Odwołując się do ratio legis objęcia lekarza ochroną prawną należną funkcjonariuszowi publicznemu, uznać trzeba, że brak jest podstaw do dalszego rozszerzania granic tej ochrony. Stwierdzić tak należy nawet przy uwzględnieniu wyjątkowej wagi czynności lekarza ratownictwa medycznego. Podkreślić trzeba, że w treści art. 226 § 1 k.k. ustawodawca objął szczególną ochroną funkcjonariusza publicznego jedynie podczas i w związku z pełnieniem obowiązków służbowych, a co więcej - ochronę tę roztoczył także na osobę przybraną do pomocy, ale również tylko w trakcie pomocy w pełnieniu obowiązków.
Konkludując, przyjąć należy, że ochrona prawna należna funkcjonariuszowi publicznemu przyznana lekarzowi w art. 44 ustawy z dnia 5 grudnia 1996 r. o zawodach lekarza i lekarza dentysty oraz w art. 5 ustawy z dnia 8 września 2006 r. o Państwowym Ratownictwie Medycznym, Dz.U. z 2013 r., poz. 757 ze zm., nie obejmuje sytuacji innych, niż udzielanie pomocy doraźnej (a więc udzielanie pierwszej pomocy i podejmowanie medycznych czynności ratunkowych) lub pomocy lekarskiej wtedy, gdy zwłoka w jej udzieleniu mogłaby spowodować niebezpieczeństwo utraty życia, ciężkiego uszkodzenia ciała lub ciężkiego rozstroju zdrowia oraz w innych wypadkach niecierpiących zwłoki. Za wykonywanie czynności w tym zakresie uznać trzeba także działanie zmierzające bezpośrednio do ich udzielenia od chwili odebrania zindywidualizowanego wezwania do ich udzielenia lub od chwili podjęcia przez lekarza stosownych działań z własnej inicjatywy. Ta ochrona prawna nie obejmuje okresu pełnienia przez lekarza dyżuru w szpitalnym oddziale ratunkowym, jeśli polega on tylko na oczekiwaniu na wezwanie do wyjazdu załogi karetki pogotowia ratunkowego.

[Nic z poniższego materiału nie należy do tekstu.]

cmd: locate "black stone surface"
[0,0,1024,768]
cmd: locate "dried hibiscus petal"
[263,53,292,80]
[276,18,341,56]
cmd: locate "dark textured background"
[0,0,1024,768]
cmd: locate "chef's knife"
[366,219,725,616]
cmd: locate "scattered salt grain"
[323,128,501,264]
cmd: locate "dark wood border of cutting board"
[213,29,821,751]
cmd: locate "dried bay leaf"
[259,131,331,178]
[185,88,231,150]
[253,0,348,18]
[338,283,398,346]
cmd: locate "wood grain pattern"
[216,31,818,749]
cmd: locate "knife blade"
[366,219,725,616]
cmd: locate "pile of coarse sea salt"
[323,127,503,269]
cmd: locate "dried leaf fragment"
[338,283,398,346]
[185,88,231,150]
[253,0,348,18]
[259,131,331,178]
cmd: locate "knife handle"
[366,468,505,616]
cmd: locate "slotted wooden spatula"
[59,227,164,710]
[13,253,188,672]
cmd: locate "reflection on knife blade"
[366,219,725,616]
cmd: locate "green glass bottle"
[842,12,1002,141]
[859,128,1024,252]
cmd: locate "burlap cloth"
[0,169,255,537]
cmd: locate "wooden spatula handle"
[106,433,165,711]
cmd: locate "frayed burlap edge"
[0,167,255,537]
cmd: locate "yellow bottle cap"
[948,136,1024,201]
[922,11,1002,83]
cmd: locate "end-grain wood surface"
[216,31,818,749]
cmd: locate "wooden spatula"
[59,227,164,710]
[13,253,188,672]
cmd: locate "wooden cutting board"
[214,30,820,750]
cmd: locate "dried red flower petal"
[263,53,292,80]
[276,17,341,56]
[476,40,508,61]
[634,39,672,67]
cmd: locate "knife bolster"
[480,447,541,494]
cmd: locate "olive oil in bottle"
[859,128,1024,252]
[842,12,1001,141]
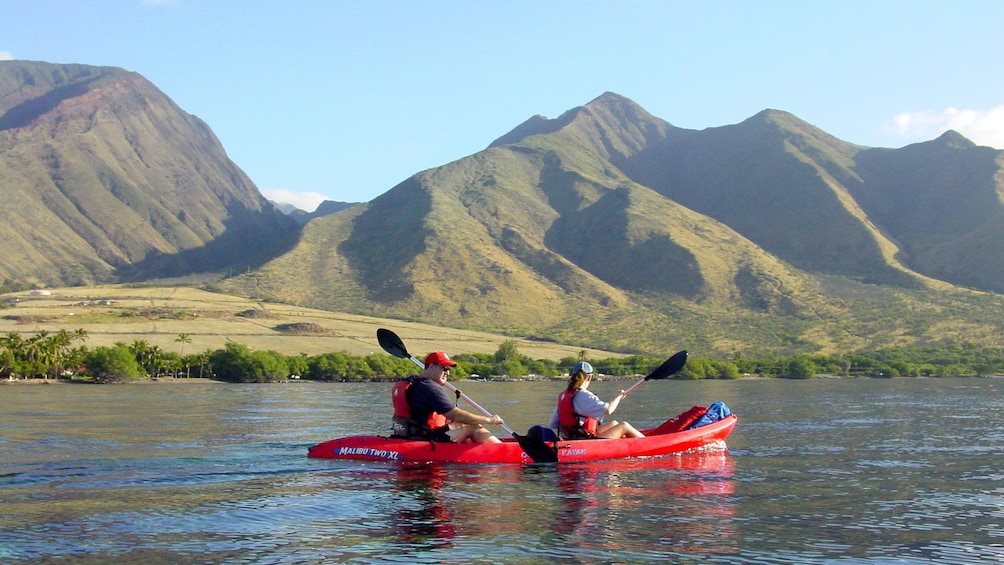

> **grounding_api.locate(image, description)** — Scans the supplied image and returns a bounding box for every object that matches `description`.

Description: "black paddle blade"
[377,327,412,359]
[645,351,687,380]
[512,432,558,463]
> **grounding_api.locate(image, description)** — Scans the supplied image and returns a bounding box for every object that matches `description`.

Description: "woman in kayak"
[391,351,505,444]
[547,361,645,440]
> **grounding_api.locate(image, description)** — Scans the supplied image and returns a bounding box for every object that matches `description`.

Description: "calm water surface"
[0,378,1004,564]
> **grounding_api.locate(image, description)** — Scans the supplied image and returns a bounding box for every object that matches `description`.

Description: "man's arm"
[443,407,502,426]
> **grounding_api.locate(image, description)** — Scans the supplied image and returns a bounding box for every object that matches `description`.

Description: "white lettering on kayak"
[334,448,400,460]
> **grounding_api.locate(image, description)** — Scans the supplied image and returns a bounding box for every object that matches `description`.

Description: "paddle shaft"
[408,355,516,436]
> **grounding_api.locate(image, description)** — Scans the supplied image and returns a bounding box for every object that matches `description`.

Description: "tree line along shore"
[0,329,1004,383]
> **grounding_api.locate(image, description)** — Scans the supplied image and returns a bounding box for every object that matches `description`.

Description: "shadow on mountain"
[114,212,302,282]
[0,76,99,131]
[338,178,432,304]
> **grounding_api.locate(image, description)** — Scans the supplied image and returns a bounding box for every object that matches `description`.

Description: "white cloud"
[893,105,1004,149]
[261,189,333,212]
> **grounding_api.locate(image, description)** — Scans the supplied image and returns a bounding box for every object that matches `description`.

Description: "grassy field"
[0,285,620,359]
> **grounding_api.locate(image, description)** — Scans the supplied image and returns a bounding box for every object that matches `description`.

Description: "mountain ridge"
[0,61,1004,355]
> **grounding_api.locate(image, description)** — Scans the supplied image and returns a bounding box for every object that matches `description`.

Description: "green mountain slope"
[222,93,1000,352]
[0,61,1004,355]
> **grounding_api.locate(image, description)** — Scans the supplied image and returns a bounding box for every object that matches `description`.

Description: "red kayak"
[307,414,738,465]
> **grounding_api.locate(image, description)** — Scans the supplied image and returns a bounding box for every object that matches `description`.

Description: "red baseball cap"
[426,351,457,367]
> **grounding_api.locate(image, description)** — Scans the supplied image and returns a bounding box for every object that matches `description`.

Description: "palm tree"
[175,333,192,378]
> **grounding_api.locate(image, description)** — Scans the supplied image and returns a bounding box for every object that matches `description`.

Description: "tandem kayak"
[307,414,738,465]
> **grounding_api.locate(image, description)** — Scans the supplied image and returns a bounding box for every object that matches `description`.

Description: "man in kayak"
[547,361,645,440]
[392,351,505,444]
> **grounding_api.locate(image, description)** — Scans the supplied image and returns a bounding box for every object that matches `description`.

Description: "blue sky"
[0,0,1004,210]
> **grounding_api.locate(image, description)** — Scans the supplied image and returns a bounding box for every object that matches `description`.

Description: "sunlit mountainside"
[0,61,1004,355]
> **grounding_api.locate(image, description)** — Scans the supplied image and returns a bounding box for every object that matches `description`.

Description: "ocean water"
[0,378,1004,564]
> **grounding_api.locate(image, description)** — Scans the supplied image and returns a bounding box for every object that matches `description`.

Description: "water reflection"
[394,466,456,548]
[551,452,736,557]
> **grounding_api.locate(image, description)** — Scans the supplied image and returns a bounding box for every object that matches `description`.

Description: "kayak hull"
[307,414,738,465]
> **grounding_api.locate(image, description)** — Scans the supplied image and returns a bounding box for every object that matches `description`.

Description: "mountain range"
[0,61,1004,355]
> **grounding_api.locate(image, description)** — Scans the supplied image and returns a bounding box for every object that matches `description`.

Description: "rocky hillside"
[0,61,297,285]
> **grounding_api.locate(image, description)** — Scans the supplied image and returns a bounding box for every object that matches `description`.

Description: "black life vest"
[391,376,449,438]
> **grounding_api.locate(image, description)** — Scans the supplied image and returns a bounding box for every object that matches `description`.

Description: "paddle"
[377,328,558,463]
[624,351,687,396]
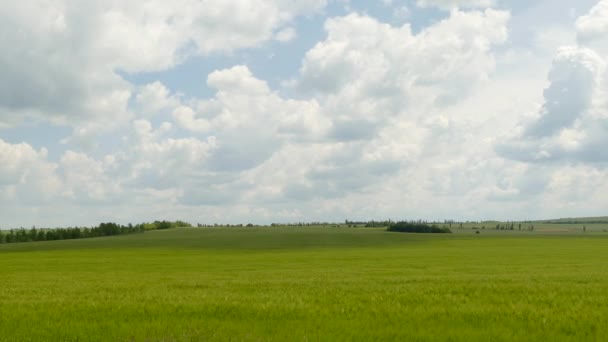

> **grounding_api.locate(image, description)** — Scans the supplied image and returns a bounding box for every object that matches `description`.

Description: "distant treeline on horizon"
[0,221,192,244]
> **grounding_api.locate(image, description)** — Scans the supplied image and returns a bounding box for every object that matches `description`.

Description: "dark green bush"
[387,221,452,234]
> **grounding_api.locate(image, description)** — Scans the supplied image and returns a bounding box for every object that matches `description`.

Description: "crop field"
[0,224,608,341]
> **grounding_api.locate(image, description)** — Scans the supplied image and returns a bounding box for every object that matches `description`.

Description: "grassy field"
[0,225,608,341]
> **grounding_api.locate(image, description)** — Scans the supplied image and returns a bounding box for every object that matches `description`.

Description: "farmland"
[0,224,608,341]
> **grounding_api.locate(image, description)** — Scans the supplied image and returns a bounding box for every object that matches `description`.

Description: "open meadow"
[0,225,608,341]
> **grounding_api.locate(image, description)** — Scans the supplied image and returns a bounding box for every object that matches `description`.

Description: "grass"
[0,225,608,341]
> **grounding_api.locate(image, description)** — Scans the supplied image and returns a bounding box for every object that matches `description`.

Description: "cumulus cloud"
[497,1,608,165]
[416,0,496,10]
[0,0,326,136]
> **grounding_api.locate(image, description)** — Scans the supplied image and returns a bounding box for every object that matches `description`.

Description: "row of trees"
[387,221,452,234]
[0,221,192,244]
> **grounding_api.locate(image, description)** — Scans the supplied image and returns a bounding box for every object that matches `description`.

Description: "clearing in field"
[0,227,608,341]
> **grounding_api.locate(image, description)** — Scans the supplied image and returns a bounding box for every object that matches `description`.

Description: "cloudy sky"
[0,0,608,228]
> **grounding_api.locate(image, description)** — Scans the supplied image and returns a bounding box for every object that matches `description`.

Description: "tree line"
[387,221,452,234]
[0,221,192,244]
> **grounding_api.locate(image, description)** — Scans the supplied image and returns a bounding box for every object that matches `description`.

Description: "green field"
[0,225,608,341]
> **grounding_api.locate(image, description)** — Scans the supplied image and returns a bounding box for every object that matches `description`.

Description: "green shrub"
[387,221,452,234]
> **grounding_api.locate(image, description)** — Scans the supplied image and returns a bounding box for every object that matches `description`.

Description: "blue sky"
[0,0,608,228]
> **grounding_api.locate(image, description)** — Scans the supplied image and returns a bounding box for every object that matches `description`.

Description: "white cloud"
[0,139,61,203]
[274,27,297,43]
[416,0,496,10]
[0,0,325,134]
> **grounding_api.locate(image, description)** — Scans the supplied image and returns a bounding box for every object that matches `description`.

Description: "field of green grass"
[0,225,608,341]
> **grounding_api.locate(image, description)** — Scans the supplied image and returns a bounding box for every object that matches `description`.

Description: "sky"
[0,0,608,228]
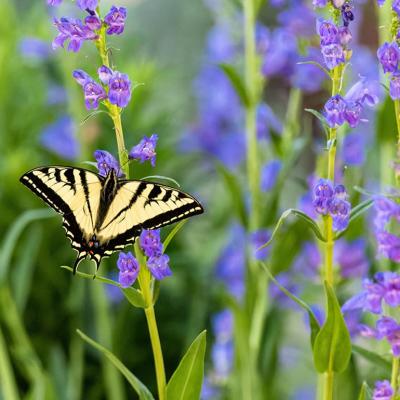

Postanowienie SN z dnia 28 kwietnia 2016 r., I KZP 24/15
Standard: 11150 (pełna treść orzeczenia)
Lekarz zatrudniony w publicznej służbie zdrowia może być uznany za funkcjonariusza publicznego w rozumieniu art. 115 § 13 k.k. jedynie wówczas, gdy swój zawód łączy z funkcjami o charakterze administracyjnym. Lekarz karetki pogotowia - kierownik zespołu reanimacyjnego nie pełni tego rodzaju funkcji i dlatego nie może być podmiotem przestępstwa określonego w art. 231 k.k.
Powoływanie się w kasacji na okoliczność, że lekarz, który wykonuje czynności związane z niesieniem pomocy korzysta z ochrony prawnej należnej funkcjonariuszowi publicznemu (art. 44 ustawy z dnia 5 grudnia 1996 r. o zawodzie lekarza, Dz. U. z 1997 r. Nr 28, poz. 152), a więc jest funkcjonariuszem publicznym, uznany być musi za chybiony. To kodeks karny z 1969 r. przewidywał, że funkcjonariuszem publicznym jest osoba "korzystająca z mocy przepisu szczególnego z ochrony prawnej przewidzianej dla funkcjonariuszy publicznych (art. 120 § 11 d.k.k.), natomiast kodeks karny z 1997 r. tę kategorię osób wyłącza spośród tych, które z racji szczególnej ochrony prawnej mogłyby być uznane za funkcjonariusza publicznego.
Aby można było uznać, że ktoś jest lub nie jest funkcjonariuszem publicznym, konieczne jest m.in. ustalenie zakresu ciążących na nim obowiązków i przysługujących uprawnień.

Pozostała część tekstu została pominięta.